Pathways to Progress in Tackling Stormwater Runoff in Near-Urban Agricultural Areas
Posted by Kevin Hyde | February 18, 2021
Stormwater runoff, particularly from roadways, is one of the leading sources of water pollution in Puget Sound. Stormwater pollution impacts people and ecosystems in different ways. Many of the things Puget Sound residents hold dear, like swimming along rivers and beaches, harvesting and eating shellfish, and fishing for salmon, are directly affected by stormwater pollution. The Puget Sound Partnership works with many groups to tackle this complex problem, and polluted stormwater runoff is a focus of the Toxics in Fish Implementation Strategy, a recovery plan that aims to reduce the levels and impacts of contaminants on Puget Sound aquatic life.
Jordan Jobe, with Washington State University Extension, points out in a recent article that stormwater pollution also has implications for local food systems and farmers. She highlights the need to better understand the impact of stormwater runoff on agricultural viability in near-urban agricultural areas, where it may impact soil health, or contaminate crops.
Climate change is expected to further exacerbate the effects of stormwater pollution. The recent “Shifting Snowlines and Shorelines” report from the University of Washington’s Climate Impacts Group predicts more of Washington’s winter precipitation will probably be rainfall instead of snow. This will increase the volume of stormwater runoff in both urban and near-urban areas. The combination of increasing development (and associated impervious surfaces) and increasing precipitation is a double whammy. There are established green stormwater infrastructure (GSI) solutions available to deal with stormwater runoff, such as rain gardens, or densely planted riparian buffers or trees planted along roads or train tracks. However, these might not adequately deal with climate change-driven increased stormwater runoff in near-urban agricultural areas. Jobe believes if springtime rainfall events do become heavier in the future, it will likely overwhelm existing stormwater infrastructure, lead to worse local flooding problems, and put more untreated stormwater onto agricultural land. She explained that additional water saturating farmers’ fields during the springtime planting period would present significant challenges, even without considering whatever contaminants may be found in that stormwater.
Though on-farm mitigation methods like these could be an option, it would be preferable to see what could be implemented at the source of the runoff, so that farmers are not asked to give up some of their valuable land to manage contaminants coming from surrounding development. Harvesting stormwater or planting trees near the source of the runoff could help address the problem, but more research is needed to determine how such practices could best be implemented.
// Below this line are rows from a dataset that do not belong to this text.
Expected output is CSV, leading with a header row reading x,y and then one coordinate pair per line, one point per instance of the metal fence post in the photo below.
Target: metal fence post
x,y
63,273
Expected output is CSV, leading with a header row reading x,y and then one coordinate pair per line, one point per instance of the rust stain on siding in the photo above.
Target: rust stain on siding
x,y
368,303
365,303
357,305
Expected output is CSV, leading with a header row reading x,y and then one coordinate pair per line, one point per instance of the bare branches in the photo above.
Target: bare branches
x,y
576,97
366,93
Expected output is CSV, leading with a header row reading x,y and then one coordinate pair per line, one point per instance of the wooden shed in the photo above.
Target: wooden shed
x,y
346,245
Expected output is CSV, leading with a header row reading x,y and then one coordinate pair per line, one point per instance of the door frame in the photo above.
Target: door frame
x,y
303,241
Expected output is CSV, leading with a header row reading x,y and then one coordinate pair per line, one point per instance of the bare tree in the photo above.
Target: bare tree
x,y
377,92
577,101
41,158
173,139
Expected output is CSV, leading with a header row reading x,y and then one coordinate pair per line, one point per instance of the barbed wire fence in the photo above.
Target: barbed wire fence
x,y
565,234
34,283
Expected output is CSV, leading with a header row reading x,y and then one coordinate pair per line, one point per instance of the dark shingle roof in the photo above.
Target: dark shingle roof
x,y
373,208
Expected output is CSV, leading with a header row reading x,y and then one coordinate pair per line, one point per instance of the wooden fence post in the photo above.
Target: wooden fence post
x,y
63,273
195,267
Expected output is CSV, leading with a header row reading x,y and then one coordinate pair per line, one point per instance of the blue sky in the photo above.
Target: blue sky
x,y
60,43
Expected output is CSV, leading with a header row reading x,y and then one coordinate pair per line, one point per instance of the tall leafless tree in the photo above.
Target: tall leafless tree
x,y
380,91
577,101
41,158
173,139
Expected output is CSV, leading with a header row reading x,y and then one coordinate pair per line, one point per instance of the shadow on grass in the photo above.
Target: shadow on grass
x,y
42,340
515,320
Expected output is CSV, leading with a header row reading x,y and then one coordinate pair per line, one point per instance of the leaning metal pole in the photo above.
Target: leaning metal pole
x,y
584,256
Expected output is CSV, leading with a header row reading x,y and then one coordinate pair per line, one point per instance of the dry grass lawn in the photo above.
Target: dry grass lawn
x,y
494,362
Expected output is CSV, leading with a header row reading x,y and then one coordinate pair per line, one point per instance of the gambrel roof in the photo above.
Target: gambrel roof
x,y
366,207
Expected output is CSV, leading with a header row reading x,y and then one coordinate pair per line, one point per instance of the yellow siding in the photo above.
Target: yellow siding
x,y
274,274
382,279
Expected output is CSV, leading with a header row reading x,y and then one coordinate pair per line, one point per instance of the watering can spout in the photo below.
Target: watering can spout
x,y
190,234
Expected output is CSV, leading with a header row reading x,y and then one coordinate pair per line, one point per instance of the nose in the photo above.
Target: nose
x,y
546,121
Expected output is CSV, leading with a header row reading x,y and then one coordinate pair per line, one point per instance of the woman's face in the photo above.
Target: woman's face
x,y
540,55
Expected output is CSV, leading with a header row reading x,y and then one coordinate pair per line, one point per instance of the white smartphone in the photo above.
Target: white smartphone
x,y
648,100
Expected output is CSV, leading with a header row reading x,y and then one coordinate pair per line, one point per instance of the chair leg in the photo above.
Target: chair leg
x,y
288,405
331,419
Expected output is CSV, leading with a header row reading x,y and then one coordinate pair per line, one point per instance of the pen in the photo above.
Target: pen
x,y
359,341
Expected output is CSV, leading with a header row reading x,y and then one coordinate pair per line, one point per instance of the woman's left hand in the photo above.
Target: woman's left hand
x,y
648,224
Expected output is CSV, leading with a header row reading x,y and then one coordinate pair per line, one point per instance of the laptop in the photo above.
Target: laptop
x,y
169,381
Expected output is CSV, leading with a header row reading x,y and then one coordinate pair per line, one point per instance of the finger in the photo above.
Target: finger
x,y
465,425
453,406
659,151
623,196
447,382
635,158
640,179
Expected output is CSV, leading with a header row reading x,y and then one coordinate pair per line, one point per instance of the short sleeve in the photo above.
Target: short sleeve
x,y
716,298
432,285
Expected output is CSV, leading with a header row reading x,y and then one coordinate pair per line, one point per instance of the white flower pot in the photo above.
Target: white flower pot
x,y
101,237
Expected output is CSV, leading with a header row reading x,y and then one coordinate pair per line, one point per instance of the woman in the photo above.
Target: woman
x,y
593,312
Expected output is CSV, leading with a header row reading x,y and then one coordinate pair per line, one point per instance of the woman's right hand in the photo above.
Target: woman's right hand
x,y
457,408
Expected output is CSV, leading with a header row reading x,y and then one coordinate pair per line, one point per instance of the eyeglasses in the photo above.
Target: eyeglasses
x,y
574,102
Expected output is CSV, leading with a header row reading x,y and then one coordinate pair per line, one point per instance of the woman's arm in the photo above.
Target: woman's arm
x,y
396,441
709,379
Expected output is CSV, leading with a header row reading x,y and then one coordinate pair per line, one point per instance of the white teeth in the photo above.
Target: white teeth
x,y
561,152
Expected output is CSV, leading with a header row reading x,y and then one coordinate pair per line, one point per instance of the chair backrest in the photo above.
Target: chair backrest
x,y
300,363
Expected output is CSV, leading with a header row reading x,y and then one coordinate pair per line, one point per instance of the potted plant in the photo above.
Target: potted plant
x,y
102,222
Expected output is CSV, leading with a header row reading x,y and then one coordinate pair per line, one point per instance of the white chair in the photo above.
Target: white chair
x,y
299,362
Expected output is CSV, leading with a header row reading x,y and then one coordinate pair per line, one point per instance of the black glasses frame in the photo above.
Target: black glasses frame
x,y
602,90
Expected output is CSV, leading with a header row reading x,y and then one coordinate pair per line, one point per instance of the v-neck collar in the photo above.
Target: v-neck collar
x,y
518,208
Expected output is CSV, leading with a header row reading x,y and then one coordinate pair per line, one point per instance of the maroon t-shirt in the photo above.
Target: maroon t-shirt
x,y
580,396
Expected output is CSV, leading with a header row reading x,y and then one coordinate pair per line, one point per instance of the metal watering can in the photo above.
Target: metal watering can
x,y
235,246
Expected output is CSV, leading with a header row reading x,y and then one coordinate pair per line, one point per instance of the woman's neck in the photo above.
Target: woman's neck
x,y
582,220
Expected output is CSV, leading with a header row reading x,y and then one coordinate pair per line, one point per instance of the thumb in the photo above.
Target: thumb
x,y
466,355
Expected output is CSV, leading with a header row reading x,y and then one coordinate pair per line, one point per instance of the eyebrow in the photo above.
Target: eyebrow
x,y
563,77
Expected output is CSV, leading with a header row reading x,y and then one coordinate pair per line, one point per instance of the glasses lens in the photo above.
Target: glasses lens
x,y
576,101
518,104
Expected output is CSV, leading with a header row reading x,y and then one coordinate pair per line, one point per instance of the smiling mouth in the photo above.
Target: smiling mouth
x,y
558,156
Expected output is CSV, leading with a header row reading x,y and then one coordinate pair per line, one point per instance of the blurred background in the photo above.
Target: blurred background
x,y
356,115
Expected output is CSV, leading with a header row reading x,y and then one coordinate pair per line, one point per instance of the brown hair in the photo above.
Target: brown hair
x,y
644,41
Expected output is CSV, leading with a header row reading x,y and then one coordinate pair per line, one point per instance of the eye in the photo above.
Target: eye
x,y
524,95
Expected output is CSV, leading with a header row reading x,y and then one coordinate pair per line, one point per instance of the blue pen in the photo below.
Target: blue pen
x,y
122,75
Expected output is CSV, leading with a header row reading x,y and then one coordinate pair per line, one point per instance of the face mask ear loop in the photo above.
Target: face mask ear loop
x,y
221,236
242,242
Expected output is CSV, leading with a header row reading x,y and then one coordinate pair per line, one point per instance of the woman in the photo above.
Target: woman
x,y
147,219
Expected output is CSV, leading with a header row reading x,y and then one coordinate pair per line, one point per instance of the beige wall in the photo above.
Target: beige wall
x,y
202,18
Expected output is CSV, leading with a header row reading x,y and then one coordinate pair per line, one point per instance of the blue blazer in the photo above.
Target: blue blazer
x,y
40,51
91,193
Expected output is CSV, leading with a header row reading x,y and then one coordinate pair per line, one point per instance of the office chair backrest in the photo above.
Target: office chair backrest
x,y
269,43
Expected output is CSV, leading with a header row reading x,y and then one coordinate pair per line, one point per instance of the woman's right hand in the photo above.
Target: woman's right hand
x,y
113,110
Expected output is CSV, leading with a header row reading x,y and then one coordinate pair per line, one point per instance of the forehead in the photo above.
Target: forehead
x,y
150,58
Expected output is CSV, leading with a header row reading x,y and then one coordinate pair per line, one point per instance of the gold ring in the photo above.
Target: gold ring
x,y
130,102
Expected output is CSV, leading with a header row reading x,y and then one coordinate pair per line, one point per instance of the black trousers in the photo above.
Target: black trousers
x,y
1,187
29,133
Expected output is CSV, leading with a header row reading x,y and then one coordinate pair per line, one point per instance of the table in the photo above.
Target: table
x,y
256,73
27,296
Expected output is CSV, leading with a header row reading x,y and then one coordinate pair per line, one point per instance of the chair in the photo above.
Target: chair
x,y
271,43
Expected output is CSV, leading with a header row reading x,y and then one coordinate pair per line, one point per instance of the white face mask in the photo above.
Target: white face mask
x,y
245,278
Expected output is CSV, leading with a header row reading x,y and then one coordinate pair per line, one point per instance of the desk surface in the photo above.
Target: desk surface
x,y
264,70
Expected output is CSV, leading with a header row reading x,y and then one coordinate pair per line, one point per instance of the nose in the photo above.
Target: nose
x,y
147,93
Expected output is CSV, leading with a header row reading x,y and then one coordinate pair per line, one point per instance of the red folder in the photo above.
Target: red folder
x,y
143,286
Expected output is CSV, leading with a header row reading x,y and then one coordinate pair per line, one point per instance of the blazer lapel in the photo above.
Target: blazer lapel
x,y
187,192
Jobe, along with her WSU colleagues Ani Jayakaran and Courtney Gardner, outlined for me what the research to understand these impacts might entail. One pathway is focused on nitrogen cycling microbes in soils that are critical for nitrogen assimilation in crops. These microbes are particularly sensitive to many toxic pollutants carried by stormwater and are used as indicator organisms for the presence of these stressors. Some of these toxic compounds—such as antimicrobials like triclosan and triclocarban—have an obvious and well-documented effect on nitrogen cyclers, while others are subtler. Understanding how polluted stormwater interacts with soil microbes is key to understanding how stormwater may be impacting agricultural sustainability and viability in the floodplain and may offer clues to mitigate these impacts.
One of the biggest challenges facing Puget Sound is addressing the pressures of development and climate change. In the Puyallup River area and other floodplains, standard GSI practices based on infiltration are not appropriate because the seasonal high-water table is within a few feet of the ground surface. Therefore, stormwater tends to be managed by more traditional means like stormwater detention ponds and stormwater ditches. All these practices can lead to increased connections between polluted stormwater and the groundwater table if there is not enough vertical separation between runoff sources and the subsurface water regime. Capturing stormwater at its source, reusing it after treatment, and relying on evapotranspirative processes are possible avenues to manage stormwater without impacting agricultural landscapes. Jayakaran explained that he is quantifying the amount of water trees transpire, a possible solution for managing stormwater where standard infiltration practices are not feasible.
While the effects of stormwater runoff are more pronounced in an area like the Puyallup River watershed, the issue is also relevant to rapidly developing counties in wetter regions across the country, especially within floodplains. Floodplains are flat and tend to have higher quality soils, which makes them great places to farm. They are also ideal places to locate houses, transportation networks, and other infrastructure. As development in other urban areas around the nation occur, the unintended impacts of stormwater runoff on agricultural soils will become increasingly problematic. Our region has a rich agricultural legacy, as illustrated in part by the vibrant local farmers’ markets in our region. It’s critical we work together to understand and tackle the impacts of stormwater pollution on agricultural land and the local food systems we cherish.